Simpson D G, Terracio L, Terracio M, Price R L, Turner D C, Borg T K
Department of Developmental Biology and Anatomy, University of South Carolina Medical School, Columbia 29208.
J Cell Physiol. 1994 Oct;161(1):89-105. doi: 10.1002/jcp.1041610112.
Cellular phenotype is the result of a dynamic interaction between a cell's intrinsic genetic program and the morphogenetic signals that serve to modulate the extent to which that program is expressed. In the present study we have examined how morphogenetic information might be stored in the extracellular matrix (ECM) and communicated to the neonatal heart cell (NHC) by the cardiac alpha 1 beta 1 integrin molecule. A thin film of type I collagen (T1C) was prepared with a defined orientation. This was achieved by applying T1C to the peripheral edge of a 100 mm culture dish. The T1C was then drawn across the surface of the dish in a continuous stroke with a sterile cell scraper and allowed to polymerize. When NHCs were cultured on this substrate, they spread, as a population, along a common axis in parallel with the gel lattice and expressed an in vivo-like phenotype. Individual NHCs displayed an elongated, rod-like shape and disclosed parallel arrays of myofibrils. These phenotypic characteristics were maintained for at least 4 weeks in primary culture. The evolution of this tissue-like organizational pattern was dependent upon specific interactions between the NHCs and the collagen-based matrix that were mediated by the cardiac alpha 1 beta 1 integrin complex. This conclusion was supported by a variety of experimental results. Altering the tertiary structure of the matrix or blocking the extracellular domains of either the cardiac alpha 1 or beta 1 integrin chain inhibited the expression of the tissue-like pattern of organization. Neither cell-to-cell contact or contractile function were necessary to induce the formation of the rod-like cell shape. However, beating activity was necessary for the assembly of a well-differentiated myofibrillar apparatus. These data suggest that the cardiac alpha 1 beta 1 integrin complex serves to detect and transduce phenotypic information stored within the tertiary structure of the surrounding matrix.

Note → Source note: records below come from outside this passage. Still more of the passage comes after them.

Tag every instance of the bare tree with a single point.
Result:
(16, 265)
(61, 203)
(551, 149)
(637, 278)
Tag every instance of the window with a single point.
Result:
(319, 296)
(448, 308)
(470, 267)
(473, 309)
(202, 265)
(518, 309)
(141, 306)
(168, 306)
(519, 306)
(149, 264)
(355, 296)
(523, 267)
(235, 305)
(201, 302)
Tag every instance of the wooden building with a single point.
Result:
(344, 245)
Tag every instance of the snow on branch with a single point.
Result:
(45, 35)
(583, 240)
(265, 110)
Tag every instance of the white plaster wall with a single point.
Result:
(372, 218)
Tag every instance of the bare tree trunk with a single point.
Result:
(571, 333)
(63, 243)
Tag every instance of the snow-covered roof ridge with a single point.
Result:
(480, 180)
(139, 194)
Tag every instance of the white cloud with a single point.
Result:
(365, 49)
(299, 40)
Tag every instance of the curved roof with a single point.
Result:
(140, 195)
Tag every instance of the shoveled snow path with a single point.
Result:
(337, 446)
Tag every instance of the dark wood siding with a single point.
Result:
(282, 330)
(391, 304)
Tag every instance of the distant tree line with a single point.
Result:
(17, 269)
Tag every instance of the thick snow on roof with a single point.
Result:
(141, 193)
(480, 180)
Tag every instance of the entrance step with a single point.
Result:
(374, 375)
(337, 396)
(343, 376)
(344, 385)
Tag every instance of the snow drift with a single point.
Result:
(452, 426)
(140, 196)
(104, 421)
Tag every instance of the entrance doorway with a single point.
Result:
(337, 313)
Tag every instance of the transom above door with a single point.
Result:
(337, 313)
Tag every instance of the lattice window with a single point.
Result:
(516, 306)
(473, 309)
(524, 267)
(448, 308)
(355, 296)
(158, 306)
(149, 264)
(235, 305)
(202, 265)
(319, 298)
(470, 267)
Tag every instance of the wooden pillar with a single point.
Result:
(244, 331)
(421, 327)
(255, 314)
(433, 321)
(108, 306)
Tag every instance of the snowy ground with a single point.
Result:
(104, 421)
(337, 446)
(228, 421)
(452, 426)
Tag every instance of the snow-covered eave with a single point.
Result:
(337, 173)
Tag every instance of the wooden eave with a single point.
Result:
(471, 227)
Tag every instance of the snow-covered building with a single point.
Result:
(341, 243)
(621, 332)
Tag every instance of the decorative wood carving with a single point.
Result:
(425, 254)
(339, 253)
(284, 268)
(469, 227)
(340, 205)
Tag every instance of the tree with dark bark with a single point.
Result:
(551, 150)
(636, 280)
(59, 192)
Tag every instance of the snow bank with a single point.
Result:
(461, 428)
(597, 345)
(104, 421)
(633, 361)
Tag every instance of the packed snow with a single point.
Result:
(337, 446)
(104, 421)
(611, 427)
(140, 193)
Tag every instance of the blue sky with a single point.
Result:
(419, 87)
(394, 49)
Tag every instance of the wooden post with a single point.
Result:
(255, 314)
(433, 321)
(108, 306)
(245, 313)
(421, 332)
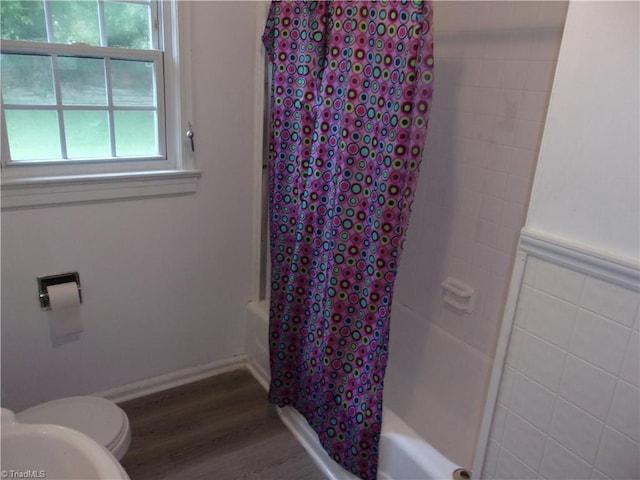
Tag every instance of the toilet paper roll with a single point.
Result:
(64, 301)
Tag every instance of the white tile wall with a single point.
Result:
(494, 66)
(569, 402)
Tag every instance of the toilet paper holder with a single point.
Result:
(48, 280)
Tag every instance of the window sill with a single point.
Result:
(78, 189)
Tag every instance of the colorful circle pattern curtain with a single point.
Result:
(351, 91)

细胞表型是细胞内在遗传程序与形态发生信号之间动态相互作用的结果,形态发生信号用于调节该程序的表达程度。在本研究中,我们研究了形态发生信息如何存储在细胞外基质(ECM)中,并通过心脏α1β1整合素分子传递给新生心脏细胞(NHC)。制备了具有确定取向的I型胶原薄膜(T1C)。这是通过将T1C应用于100 mm培养皿的周边来实现的。然后用无菌细胞刮刀以连续的笔触将T1C拉过培养皿表面并使其聚合。当NHC在该基质上培养时,它们作为一个群体沿着与凝胶晶格平行的共同轴扩散,并表现出类似体内的表型。单个NHC呈现出细长的棒状形状,并显示出平行排列的肌原纤维。这些表型特征在原代培养中至少维持4周。这种组织样组织模式的演变取决于NHC与由心脏α1β1整合素复合物介导的基于胶原的基质之间的特定相互作用。这一结论得到了各种实验结果的支持。改变基质的三级结构或阻断心脏α1或β1整合素链的细胞外结构域会抑制组织样组织模式的表达。细胞间接触或收缩功能都不是诱导棒状细胞形状形成所必需的。然而,搏动活动对于组装分化良好的肌原纤维装置是必需的。这些数据表明,心脏α1β1整合素复合物用于检测和转导存储在周围基质三级结构中的表型信息。